Alan Hogan

Things Alan Hogan feels like sharing.

These are my comments on music, movies, books, web development and programming, Mac tips, and life in general. Enjoy!

Mon Oct 11

PHP + MySQL + Unicode = ugh

Last night I spent two hours trying to get a PHP + MySQL stack to correctly match exactly strings with accented characters (e.g. handling a URL like /résumé which is of course percent-encoded by the browser to /r%C3%A9sum%C3%A9).

It never quite worked.

Oh, I could urldecode() the request string (not sure why that doesn’t happen automatically for me, but hey), and my database is supposedly using UTF-8, and know how to controle how explicit string matching happens (without losing INDEX benefits). But something’s still broken. And why wouldn’t it be? PHP 5 is still not fully Unicode-aware. So whether it’s the database connection or the database abstraction layer I’m using is a bit unclear, but if it’s the latter, how could I really expect much better from a PHP library?

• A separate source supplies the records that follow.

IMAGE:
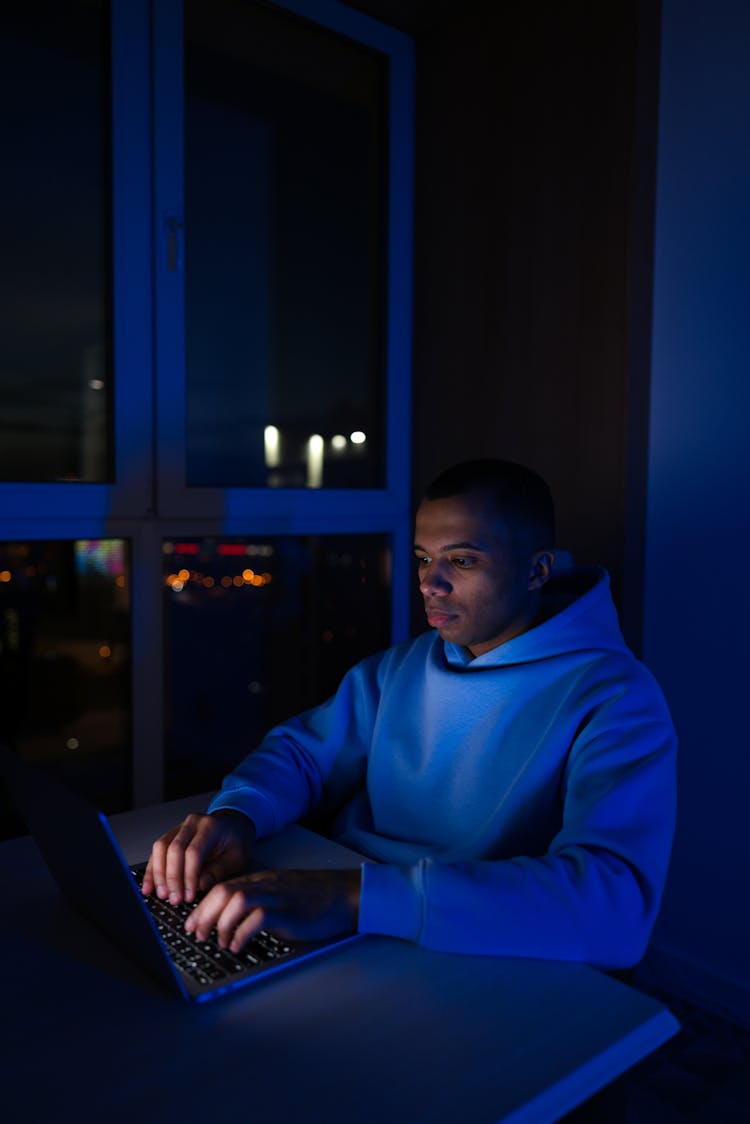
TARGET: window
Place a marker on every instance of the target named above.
(208, 346)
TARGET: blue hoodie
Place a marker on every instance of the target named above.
(521, 803)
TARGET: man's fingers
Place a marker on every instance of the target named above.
(246, 928)
(155, 876)
(226, 908)
(184, 855)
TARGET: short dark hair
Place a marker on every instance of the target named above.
(518, 493)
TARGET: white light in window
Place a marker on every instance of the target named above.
(315, 447)
(272, 443)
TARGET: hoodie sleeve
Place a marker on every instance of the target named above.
(315, 760)
(592, 897)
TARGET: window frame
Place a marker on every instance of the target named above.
(148, 500)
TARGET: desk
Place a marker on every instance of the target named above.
(377, 1031)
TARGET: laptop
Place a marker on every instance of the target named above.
(86, 860)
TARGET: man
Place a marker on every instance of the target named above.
(512, 772)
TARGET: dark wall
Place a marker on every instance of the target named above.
(533, 181)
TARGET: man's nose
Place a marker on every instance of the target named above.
(433, 582)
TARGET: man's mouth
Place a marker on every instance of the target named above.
(437, 618)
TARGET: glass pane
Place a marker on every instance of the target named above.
(65, 663)
(258, 631)
(285, 153)
(54, 273)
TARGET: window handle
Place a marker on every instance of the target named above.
(174, 228)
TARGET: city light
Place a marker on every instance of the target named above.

Using MySQL BINARY comparisons and CONVERT(x AS utf8) worked for me in PHPMyAdmin but not in my actual CMS. Seriously, copy and pasting the query from my logs to PHPMyAdmin works, but the CMS fails.

The Ruby on Rails jab at Java frameworks was something like, “Up and running in the time it takes Java to do XML push-ups.” With PHP, my push-ups involve coming up with strategies to avoid issues slashes, magic globals, unicode, and error reporting — things that change wildly from server to server, PHP version to PHP version, and framework to framework.

I’m quite ready to completely migrate to technology stack that actually has Unicode support and sane defaults with less legacy cruft.